Imigrantes na literatura brasileira

Um exame de qualquer compêndio de literatura brasileira evidenciará um dado curioso: escasseiam, até a década de 1970, autores cujos sobrenomes não sejam ibéricos (portugueses ou espanhóis) – ou, posto de outra maneira, somente a partir daquela década começam a ganhar visibilidade escritores (poeta ou prosadores) descendentes dos mais de 3,5 milhões de imigrantes que por aqui aportaram entre 1890 e 1930 – basicamente portugueses, espanhóis, italianos, alemães, japoneses, sírios, libaneses e judeus.

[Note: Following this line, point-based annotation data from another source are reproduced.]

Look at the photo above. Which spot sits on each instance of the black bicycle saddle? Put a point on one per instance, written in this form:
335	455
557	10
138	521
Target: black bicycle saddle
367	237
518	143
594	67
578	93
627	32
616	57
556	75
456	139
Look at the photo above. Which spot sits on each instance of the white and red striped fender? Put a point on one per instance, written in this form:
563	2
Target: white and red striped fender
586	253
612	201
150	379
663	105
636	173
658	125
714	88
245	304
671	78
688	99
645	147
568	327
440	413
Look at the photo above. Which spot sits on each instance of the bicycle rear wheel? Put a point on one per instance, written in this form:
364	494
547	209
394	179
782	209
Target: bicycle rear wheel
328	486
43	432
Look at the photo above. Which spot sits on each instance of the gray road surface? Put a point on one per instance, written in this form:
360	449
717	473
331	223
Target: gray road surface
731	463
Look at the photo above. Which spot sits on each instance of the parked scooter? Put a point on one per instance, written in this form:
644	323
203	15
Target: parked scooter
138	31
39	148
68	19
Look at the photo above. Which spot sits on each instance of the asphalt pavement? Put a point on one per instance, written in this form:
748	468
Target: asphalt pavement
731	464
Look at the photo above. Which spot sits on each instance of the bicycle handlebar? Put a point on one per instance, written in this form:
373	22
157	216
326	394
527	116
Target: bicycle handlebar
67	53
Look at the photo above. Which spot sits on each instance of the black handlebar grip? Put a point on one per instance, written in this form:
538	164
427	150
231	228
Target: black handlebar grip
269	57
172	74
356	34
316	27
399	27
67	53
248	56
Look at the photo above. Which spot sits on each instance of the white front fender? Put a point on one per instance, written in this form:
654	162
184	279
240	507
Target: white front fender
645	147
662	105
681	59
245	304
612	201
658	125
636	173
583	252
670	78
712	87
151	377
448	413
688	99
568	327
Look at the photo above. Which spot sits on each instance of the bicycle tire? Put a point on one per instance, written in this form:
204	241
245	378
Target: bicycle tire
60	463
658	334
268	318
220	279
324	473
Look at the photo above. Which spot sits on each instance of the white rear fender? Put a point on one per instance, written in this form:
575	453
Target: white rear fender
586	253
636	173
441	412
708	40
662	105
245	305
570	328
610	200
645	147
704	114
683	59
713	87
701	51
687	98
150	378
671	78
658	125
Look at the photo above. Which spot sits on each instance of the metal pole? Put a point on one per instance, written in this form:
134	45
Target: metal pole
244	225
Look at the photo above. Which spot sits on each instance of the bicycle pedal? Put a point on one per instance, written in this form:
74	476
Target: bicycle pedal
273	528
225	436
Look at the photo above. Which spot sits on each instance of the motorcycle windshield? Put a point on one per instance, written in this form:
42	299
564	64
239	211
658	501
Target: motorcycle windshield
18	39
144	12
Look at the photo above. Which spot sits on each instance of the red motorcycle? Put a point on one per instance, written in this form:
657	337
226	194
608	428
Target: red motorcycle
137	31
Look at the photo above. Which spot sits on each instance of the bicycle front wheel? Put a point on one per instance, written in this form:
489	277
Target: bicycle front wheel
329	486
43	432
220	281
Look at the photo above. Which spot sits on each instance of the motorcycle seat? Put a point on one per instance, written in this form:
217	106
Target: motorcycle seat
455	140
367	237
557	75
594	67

Miseráveis, expulsos de suas nações pela fome, aceitavam propostas, no mais das vezes inverídicas, de ir trabalhar a soldo num lugar desconhecido, com clima, vegetação, língua, costumes e hábitos alimentares totalmente diferentes dos seus. Estas famílias tiveram, portanto, que inicialmente resolver questões básicas de adaptação e sobrevivência: dedicaram-se a garantir moradia, comida e vestimenta para os filhos, proporcionando a eles, a primeira geração nascida no Brasil, condições um pouco mais dignas de vida.

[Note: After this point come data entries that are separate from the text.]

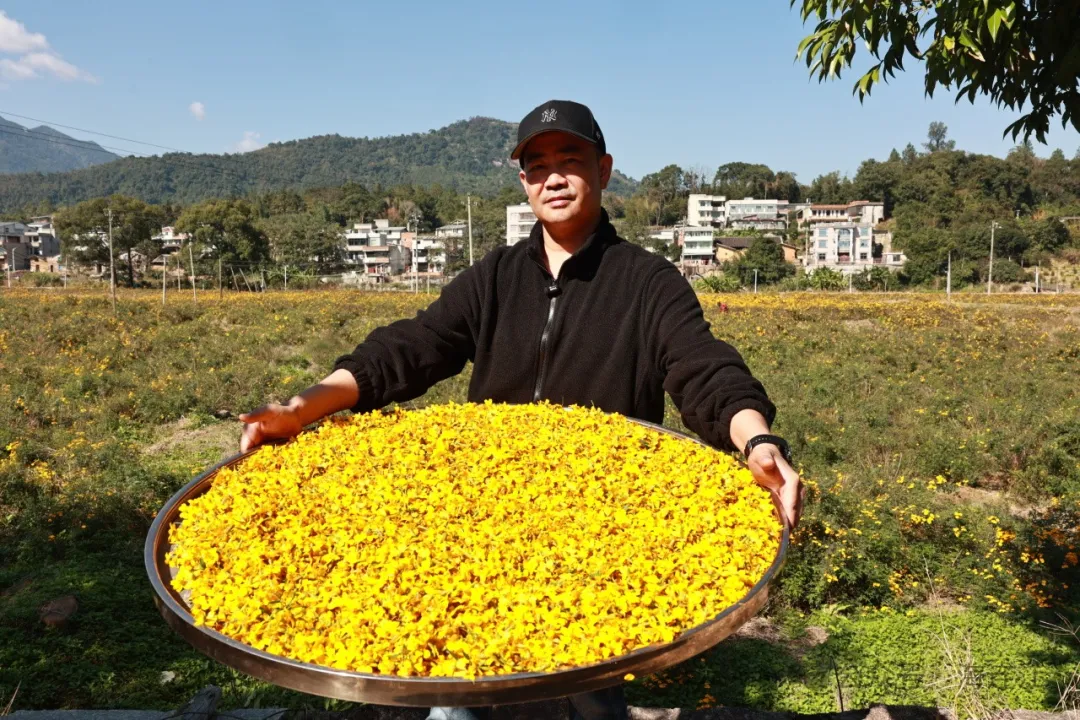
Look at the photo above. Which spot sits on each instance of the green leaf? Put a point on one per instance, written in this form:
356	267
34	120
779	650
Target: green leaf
994	23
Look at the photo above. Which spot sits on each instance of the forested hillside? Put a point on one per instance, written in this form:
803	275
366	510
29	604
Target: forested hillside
45	150
470	155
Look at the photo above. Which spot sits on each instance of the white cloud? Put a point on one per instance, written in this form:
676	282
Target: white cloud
250	141
15	39
35	58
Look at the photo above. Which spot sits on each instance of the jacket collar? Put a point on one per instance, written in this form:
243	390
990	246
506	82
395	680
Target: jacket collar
583	262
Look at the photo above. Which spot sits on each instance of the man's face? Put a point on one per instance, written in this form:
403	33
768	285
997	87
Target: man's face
563	176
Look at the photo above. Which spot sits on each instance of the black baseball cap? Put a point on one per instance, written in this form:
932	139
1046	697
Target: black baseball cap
561	116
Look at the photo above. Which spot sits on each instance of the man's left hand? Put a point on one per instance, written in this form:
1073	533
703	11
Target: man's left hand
772	472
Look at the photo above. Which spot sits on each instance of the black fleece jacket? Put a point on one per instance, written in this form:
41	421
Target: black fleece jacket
616	329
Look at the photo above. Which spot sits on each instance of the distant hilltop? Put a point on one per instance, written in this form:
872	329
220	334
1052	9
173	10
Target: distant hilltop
469	155
42	149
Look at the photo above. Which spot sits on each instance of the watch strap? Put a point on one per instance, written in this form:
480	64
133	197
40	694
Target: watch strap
785	450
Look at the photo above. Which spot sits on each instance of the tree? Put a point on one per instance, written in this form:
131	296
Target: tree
1021	54
936	138
743	180
831	189
663	189
301	239
764	255
1050	235
226	230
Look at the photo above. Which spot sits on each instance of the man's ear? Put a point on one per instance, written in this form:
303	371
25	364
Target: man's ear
606	162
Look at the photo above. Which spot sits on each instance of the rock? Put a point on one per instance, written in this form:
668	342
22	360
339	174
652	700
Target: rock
55	613
202	706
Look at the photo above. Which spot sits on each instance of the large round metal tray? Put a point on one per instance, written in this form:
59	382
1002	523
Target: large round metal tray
423	691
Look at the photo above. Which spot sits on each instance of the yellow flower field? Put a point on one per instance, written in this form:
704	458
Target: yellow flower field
940	443
472	540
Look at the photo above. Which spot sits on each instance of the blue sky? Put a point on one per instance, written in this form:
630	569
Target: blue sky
694	83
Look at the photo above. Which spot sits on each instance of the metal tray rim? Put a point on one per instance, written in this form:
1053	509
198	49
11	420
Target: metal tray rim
175	611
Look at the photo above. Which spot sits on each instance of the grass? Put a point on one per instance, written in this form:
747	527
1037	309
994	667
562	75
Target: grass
904	411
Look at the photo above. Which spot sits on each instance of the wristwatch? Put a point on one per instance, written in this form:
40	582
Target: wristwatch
785	450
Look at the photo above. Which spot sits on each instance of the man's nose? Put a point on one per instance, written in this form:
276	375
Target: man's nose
555	180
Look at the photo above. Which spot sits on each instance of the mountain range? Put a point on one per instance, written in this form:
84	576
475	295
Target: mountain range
42	149
469	155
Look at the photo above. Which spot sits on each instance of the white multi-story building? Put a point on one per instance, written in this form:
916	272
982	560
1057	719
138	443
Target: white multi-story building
369	244
170	240
429	254
753	214
706	211
15	248
520	221
698	246
456	229
850	247
863	212
41	235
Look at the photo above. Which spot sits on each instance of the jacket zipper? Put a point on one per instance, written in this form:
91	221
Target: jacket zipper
553	291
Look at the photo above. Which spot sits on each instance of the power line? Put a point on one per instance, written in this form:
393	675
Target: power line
82	146
92	132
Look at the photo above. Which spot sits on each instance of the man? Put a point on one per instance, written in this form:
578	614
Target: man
576	316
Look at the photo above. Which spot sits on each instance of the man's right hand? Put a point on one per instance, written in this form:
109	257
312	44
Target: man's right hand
269	422
336	392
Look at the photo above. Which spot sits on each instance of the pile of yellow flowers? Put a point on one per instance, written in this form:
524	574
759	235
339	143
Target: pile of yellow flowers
472	540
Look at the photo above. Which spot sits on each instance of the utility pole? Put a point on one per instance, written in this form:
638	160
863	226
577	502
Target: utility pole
469	202
948	277
191	260
112	268
989	271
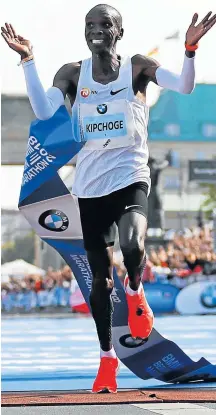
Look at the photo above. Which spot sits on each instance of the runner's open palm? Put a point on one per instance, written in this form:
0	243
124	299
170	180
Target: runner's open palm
16	42
194	33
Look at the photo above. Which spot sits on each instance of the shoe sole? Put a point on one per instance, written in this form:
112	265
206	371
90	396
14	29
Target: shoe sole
107	390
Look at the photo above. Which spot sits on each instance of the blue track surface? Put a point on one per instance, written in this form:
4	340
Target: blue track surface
63	353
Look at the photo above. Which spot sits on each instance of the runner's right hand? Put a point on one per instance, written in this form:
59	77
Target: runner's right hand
16	42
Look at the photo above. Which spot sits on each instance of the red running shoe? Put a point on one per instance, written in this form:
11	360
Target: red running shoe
106	377
140	315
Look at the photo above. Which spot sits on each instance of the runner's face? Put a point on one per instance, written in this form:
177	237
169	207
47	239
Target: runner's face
101	31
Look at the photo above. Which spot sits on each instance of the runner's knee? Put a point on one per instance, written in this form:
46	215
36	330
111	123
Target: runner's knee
133	251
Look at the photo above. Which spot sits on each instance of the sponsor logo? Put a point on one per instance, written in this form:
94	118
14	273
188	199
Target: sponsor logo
116	92
85	92
102	109
37	159
115	296
127	341
208	296
54	220
128	207
104	126
107	143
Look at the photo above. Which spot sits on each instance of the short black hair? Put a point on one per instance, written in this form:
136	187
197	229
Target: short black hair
116	15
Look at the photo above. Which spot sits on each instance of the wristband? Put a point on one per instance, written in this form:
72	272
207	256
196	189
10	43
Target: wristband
191	48
28	58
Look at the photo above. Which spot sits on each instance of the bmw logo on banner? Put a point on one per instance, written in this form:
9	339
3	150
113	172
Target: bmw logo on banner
54	220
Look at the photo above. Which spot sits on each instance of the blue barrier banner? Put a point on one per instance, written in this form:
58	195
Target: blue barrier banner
53	213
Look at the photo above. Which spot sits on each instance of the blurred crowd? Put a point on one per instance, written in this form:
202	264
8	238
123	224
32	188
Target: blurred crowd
185	255
37	292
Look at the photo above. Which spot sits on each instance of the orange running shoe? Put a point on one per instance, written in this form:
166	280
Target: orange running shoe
140	315
106	377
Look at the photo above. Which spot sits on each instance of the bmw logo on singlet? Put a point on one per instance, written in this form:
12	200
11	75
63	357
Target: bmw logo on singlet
54	220
102	109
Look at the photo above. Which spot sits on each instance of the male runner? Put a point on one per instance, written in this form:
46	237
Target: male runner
112	181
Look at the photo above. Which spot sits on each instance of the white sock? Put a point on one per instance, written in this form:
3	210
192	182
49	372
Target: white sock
132	292
110	353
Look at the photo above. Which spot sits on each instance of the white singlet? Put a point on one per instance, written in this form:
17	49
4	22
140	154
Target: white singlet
113	124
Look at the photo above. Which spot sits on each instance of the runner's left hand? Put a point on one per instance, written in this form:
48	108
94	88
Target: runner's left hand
194	33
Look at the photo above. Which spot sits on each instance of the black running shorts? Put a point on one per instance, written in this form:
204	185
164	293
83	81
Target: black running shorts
99	215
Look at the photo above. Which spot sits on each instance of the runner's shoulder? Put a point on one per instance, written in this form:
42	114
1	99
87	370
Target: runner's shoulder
144	62
68	71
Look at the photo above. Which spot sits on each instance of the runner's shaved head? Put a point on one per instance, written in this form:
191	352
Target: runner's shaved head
109	9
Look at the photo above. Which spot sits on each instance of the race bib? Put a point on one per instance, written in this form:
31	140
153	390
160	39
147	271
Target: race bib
108	125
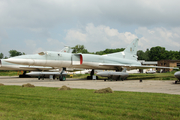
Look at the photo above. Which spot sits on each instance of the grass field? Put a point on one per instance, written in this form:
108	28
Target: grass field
138	76
41	103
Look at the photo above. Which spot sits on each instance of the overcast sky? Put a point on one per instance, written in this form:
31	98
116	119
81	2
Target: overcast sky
33	26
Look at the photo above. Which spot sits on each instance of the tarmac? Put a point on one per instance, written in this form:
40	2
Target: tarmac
152	86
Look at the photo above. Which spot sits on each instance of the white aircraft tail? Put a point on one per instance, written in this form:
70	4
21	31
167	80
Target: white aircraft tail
129	53
66	49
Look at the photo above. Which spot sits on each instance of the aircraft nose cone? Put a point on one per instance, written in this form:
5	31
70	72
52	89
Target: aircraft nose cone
20	61
177	74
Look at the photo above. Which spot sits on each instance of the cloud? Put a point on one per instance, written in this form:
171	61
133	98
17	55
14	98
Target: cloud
159	37
98	38
47	14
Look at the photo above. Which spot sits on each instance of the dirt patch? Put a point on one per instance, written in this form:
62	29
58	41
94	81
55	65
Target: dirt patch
64	88
1	84
105	90
28	85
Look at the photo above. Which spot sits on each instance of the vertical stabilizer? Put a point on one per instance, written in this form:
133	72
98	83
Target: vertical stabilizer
129	53
66	49
132	48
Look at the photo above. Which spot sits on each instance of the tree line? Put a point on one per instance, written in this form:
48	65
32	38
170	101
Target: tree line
154	54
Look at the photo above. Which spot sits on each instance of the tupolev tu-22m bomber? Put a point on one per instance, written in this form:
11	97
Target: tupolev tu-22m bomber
115	61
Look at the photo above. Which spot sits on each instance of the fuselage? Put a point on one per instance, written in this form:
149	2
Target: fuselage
177	75
59	60
10	66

Até a década de 1960, os poucos escritores de sobrenomes não-ibéricos que surgem são filhos de imigrantes privilegiados, seja pela fortuna, seja pela profissão, ou, em outras palavras, que chegaram ao Brasil em condições bem diversas da maioria de seus compatriotas. Mas a partir da década de 1970 a literatura brasileira passa a contar com uma profusão de sobrenomes não-ibéricos, com predominância dos dois grupos que mais enviaram imigrantes para o Brasil, italianos e alemães (a lista que se segue, que abrange três gerações, não é, claro, exaustiva, mas apenas uma amostra). Italianos: Wander Piroli, Ivan Angelo, Renata Pallottini, Affonso Romano de Sant’Anna, Domingos Pellegrini, Elvira Vigna, Mafra Carbonieri, Ivone Benedetti, Edney Silvestre, Cristóvão Tezza, Cadão Volpato, Ronaldo Cagiano, Sergio Fantini, Fernando Bonassi, Lourenço Muttarelli, Adriana Lunardi, Fernando Fiorese, Ronaldo Bressane, João Anzanello Carrascoza, Eliane Brum, Marcia Tiburi, Cecilia Giannetti e Luiz Henrique Pellanda. Alemães: Harry Laus, Lia Luft, Aldyr Garcia Schlee, Flávio (Wolf) Aguiar, Charles Kiefer, Luiz Augusto Fischer, Marcelo Bakes, Henrique Schneider, Paula Taitelbaum, Carlos Henrique Schroeder e Manoela Sawitzki.

Os sírios e libaneses não vieram para o Brasil expulsos pela fome, mas sim, em sua grande maioria, perseguidos pelo Império Otomano, por razões de crença religiosa, já que eram cristãos vivendo em território muçulmano. Assim, aportaram aqui famílias de classe média, com vocação urbana – o oposto dos italianos e alemães, pobres, camponeses, analfabetos. Destacam-se, em diversas gerações, nomes como Emil Farhat, Jamil Almansour Haddad, Salim Miguel, Mário Chamie, Manoel Carlos Karam, Jamil Snege, Carlos Nejar, Foed Castro Chamma, Waldyr Nader, Raduan Nassar, Nagib Jorge Neto, Milton Hatoum e Alberto Mussa.

Também se diferenciam os imigrantes judeus. Chegados em tempos mais recentes –após a Proclamação da República e o início da Segunda Guerra Mundial – eram, como os sírios e libaneses, essencialmente urbanos e, mesmo que pobres, davam, até por razões religiosas, uma enorme importância à cultura livresca. Isso permitiu, por exemplo, que a década de 1940 assistisse à estréia das irmãs Lispector, Elisa e Clarice, nascidas na Ucrânia, e que em 1956, Samuel Rawet, nascido na Polônia, publicasse seu primeiro livro. A partir da década de 1970, vários outros nomes surgiram, Moacyr Scliar, Jeannette Roszas, Arnaldo Bloch, Cintia Moscovich, Bernardo Ajzenberg, Julián Fuks, Michel Laub, Tatiana Salem Levy, Carol Bensimon, Leandro Sarmatz, Alexandre Staut…

Embora abrigue cerca de 1,5 milhão de nisseis, a maior população de japoneses e descendentes fora do Japão, entrados no país entre 1908 e 1915, durante muito tempo a colônia resistiu a se integrar – os poetas e prosadores continuavam inseridos dentro da tradição oriental, nos temas, na escrita, no idioma. Até muito recentemente, o nome de Eico Suzuki, aparecido na década de 1970, mantinha-se solitário na história da literatura brasileira, mas agora ganhou a companhia de Marília Kubota e Oscar Nakasato.